原本只是周正的一句戏言,曹秀云却听得心里咯噔一下。脑子里突然有一层窗户纸被捅破了似得,突然就想到了一个令人匪夷所思的可能来。
这个可能,使得曹秀云浑身发冷,天呐,她在过去的这一年里,到底是和一个什么样的人在称姐道妹啊!
别人不了解林茵,曹秀云和林茵一个院子里住了近一年,对于林茵还是比较了解的,这姑娘很有才,不仅会做菜,还会给人看病,对人也热情的很,从来不吝啬钱财……
也正因为一个屋檐下住着,一张饭桌厨房,每天抬头不见低头见的,曹秀云对林茵也没有想太多。
现在林茵搬走了,见不到这个人了,再回想起来以前的种种,就有一种从当局者变成旁观者的感觉。
所谓当局者迷,旁观者清,曹秀云回想起林茵的种种行为表现,可不正是和当年鹿江县纺织厂的那个林茵性格,脾气,作风,都差不多么?一样的热情大方乐于助人,一样博学多才勤奋努力……
还有,林茵本来是不知道机械厂的厂长是贺勋的,好像就是被林小柱引荐见了贺勋一面之后,前后没隔多久,贺勋就认定了林茵,以迅雷不及掩耳之势和林茵登记结婚。
这种种的事情当时处在局中不觉有什么不妥,现在回想起来,只感觉疑点重重。
原本这个林茵是唐县人,去年唐县地震之后被亲生父亲吴东廷带到京市来养伤,而贺勋以前是在宁北省工作,和唐县根本就不搭界,这两个丝毫没有关联的人,认识没多久居然就结婚了!而且还是一副感情很深,情意绵绵的样子……
再有昨天早上周百灵来闹事时,林茵质问她宋盈的事。
曹秀云清楚的记得,自己并没有向林茵透露关于宋盈的事,最多也就只是在上次林茵问她鹿江县纺织厂有没有非正常死亡时略略提了一下宋盈的名字而已。

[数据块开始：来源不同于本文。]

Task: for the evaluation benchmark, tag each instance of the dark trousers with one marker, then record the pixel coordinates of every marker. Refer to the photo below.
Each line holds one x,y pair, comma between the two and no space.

如何林茵昨天质问周百灵宋盈的死时,却显出一副和宋盈相熟多年的样子?
天!这么一想,曹秀云只感觉浑身发冷,冷得牙齿直打颤。
该不会和她一个屋檐下住了一年的林茵,其实就是当年鹿江县纺织厂的那个林茵吧!
这个念头刚一在脑子里冒出来,曹秀云就吓坏了,再也不敢往下想。
林小柱见曹秀云一脸惊骇无比的表情,脸色发白,嘴唇发颤,以为她是被周正吓住了。便冲着周正一阵呵斥:“还不快滚!等着再吃小爷的拳头吗!”